The walls are built, the machines are running, the survey is complete. Before deciding where the walls need to be highest, work out who might come over them and how. IEC 62443-3-2 frames this as risk assessment: an initial pass across the system under consideration to understand what is exposed, refined later zone by zone. The output is not a list of villains but a set of testable claims about how this environment would be attacked and what would happen.

Threat categories to check

  1. Unauthorised access: attempts to operate or reconfigure ICS devices without proper credentials. Gap check: Confirm role-based access, account management, authentication mechanisms, and evidence of regular access reviews. Any missing records or unclear access rights are findings.

  2. Malware and cyber intrusion: including ICS-targeted malware, ransomware, or lateral movement from IT networks. Gap check: Ensure network segmentation, firewall rules, application whitelisting, patch management, and monitoring logs are documented. Missing or incomplete evidence is a gap.

  3. Insider threats: misuse, misconfiguration, or sabotage by personnel. Gap check: Verify separation of duties, privileged account monitoring, and operator responsibilities. Ambiguous ownership or missing monitoring logs is a finding.

  4. Configuration and change errors: misapplied updates, insecure defaults, or untracked changes. Gap check: Confirm configuration baselines, version-controlled firmware and software, and documented change management. Missing steps are findings.

  5. Physical tampering: direct interference with controllers, sensors, or network equipment. Gap check: Confirm access controls, tamper-evident seals, surveillance coverage, and inspection logs. Any undocumented areas are gaps.

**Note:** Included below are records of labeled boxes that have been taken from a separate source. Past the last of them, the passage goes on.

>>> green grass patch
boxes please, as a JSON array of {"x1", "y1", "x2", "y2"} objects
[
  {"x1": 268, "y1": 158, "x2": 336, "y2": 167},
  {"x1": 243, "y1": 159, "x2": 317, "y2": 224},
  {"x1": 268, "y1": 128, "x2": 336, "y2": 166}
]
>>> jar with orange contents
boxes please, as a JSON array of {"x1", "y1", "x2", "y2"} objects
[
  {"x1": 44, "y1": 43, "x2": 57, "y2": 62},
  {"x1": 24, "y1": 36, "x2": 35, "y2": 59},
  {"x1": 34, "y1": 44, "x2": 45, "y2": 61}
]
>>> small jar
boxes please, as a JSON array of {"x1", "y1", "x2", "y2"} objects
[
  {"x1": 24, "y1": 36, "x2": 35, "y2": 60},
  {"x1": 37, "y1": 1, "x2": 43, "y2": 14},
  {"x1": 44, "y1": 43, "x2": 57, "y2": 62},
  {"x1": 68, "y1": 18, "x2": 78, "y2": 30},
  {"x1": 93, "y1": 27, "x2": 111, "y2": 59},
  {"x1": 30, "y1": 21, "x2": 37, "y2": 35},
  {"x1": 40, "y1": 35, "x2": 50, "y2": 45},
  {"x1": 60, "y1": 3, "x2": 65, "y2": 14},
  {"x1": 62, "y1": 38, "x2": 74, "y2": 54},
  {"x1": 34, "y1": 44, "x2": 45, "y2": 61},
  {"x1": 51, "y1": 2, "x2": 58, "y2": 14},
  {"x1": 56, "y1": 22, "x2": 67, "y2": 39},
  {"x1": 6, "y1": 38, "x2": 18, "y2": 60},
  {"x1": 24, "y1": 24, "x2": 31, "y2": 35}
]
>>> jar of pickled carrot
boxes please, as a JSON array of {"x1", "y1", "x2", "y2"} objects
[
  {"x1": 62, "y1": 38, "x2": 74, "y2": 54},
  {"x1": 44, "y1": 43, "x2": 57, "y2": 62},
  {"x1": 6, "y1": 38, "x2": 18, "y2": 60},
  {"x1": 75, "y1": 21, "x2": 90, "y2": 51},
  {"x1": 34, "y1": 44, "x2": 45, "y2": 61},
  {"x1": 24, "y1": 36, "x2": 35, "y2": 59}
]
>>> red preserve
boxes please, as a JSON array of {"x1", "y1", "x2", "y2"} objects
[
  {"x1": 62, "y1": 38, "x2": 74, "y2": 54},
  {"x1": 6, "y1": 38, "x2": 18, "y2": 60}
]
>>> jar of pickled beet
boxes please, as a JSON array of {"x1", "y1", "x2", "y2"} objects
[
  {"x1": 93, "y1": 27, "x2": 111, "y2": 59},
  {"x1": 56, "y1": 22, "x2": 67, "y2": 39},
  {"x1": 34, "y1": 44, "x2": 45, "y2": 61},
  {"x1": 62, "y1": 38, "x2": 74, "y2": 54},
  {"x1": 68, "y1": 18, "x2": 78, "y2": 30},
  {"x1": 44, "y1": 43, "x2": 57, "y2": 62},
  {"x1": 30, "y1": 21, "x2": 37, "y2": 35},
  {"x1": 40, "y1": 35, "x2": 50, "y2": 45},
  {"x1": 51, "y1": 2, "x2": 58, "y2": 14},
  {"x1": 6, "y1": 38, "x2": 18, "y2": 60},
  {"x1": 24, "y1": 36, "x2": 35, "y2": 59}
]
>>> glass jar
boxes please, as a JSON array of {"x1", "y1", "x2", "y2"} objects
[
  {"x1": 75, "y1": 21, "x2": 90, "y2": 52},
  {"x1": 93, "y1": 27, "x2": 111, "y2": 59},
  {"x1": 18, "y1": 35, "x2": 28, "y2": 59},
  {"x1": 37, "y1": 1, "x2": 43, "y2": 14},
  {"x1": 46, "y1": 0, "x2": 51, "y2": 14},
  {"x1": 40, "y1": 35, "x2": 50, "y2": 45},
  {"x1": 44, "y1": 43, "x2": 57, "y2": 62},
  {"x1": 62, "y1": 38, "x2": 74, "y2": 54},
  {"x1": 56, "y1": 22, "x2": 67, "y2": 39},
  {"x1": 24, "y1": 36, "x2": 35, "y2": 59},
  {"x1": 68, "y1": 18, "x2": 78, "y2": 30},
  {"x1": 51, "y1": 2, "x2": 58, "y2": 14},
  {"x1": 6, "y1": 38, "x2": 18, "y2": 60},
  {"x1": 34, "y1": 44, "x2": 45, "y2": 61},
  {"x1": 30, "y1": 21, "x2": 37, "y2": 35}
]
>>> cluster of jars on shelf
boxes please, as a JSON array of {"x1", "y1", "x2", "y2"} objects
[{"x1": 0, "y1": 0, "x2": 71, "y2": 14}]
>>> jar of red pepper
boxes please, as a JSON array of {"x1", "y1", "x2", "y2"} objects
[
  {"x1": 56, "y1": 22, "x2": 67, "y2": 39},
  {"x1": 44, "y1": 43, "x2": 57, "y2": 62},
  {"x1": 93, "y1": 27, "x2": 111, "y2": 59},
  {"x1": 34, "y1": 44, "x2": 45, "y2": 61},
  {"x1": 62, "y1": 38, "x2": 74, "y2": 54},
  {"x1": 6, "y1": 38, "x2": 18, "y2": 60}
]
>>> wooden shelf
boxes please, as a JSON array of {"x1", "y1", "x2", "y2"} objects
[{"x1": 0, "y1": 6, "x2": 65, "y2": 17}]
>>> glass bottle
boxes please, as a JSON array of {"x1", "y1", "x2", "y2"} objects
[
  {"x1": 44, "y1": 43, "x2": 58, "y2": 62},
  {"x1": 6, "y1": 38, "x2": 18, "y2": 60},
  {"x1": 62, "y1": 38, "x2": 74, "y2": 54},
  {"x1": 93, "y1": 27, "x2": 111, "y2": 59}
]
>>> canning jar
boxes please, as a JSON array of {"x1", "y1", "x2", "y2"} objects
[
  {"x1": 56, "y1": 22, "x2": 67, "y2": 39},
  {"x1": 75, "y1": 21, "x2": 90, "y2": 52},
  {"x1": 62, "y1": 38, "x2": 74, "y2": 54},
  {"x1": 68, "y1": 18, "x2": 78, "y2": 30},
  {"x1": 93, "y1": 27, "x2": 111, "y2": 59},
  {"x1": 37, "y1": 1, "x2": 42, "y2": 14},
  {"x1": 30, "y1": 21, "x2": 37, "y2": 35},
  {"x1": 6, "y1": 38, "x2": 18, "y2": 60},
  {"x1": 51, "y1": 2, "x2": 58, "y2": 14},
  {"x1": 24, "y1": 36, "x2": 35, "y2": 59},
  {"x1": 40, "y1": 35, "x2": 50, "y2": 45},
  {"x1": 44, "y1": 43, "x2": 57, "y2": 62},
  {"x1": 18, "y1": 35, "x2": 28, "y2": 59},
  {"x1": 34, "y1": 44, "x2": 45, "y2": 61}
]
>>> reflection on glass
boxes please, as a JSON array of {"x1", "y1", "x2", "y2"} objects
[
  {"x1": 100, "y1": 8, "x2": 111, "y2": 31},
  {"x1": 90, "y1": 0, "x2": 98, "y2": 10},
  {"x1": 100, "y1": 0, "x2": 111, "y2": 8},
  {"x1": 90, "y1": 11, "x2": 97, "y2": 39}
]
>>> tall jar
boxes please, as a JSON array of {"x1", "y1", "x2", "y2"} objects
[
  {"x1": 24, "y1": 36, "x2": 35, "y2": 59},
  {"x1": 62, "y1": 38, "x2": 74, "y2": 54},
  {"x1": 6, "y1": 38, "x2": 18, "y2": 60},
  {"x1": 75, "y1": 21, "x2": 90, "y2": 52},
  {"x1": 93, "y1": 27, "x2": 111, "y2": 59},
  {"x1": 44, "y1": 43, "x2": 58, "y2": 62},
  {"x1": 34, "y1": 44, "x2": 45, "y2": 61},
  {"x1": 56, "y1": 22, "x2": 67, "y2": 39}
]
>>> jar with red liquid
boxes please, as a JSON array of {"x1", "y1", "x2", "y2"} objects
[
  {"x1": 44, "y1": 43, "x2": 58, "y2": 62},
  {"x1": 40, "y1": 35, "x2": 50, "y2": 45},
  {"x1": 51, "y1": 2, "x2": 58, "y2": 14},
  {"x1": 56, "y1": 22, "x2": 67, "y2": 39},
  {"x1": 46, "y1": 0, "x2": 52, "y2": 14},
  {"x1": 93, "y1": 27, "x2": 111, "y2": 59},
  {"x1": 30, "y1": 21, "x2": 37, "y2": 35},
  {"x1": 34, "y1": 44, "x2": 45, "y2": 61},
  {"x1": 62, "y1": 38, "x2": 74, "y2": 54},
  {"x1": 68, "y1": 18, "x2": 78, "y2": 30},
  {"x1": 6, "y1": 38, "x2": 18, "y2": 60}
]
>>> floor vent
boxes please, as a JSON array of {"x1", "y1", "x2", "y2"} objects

  6. Supply chain and firmware risks: vulnerable or compromised devices entering the environment. Gap check: Verify device acceptance procedures, firmware validation, and vendor risk assessments. Missing documentation is a finding.

  7. Network and protocol abuse: exploitation of Modbus, OPC UA, DNP3, or other OT protocols. Gap check: Ensure firewall rules, segmentation, anomaly detection, and protocol enforcement are documented. Gaps here are high priority.

Adversary categories

  1. Opportunistic attackers and script kiddies typically exploit trivial weaknesses: default credentials, exposed ports, unpatched devices. Gap check: Verify all devices have strong credentials, patching is current, network access is restricted, and monitoring logs cover unusual activity.

  2. Malicious insiders: employees, contractors, or operators misusing privileges. Gap check: Ensure separation of duties, clearly assigned responsibilities, and audit logs of privileged actions. Ambiguous access or unmonitored high-risk actions are findings.

  3. Targeted, skilled attackers and nation-state campaigns exploit protocol weaknesses, segmentation gaps, or supply chain vulnerabilities. Gap check: Confirm segmentation rules are enforced, critical assets are monitored, incident response is documented, and supply chain controls exist.

This ladder of capability is what security levels formalise when walls and gates assigns targets to zones: the question “which besieger does this zone need to keep out” gets a number.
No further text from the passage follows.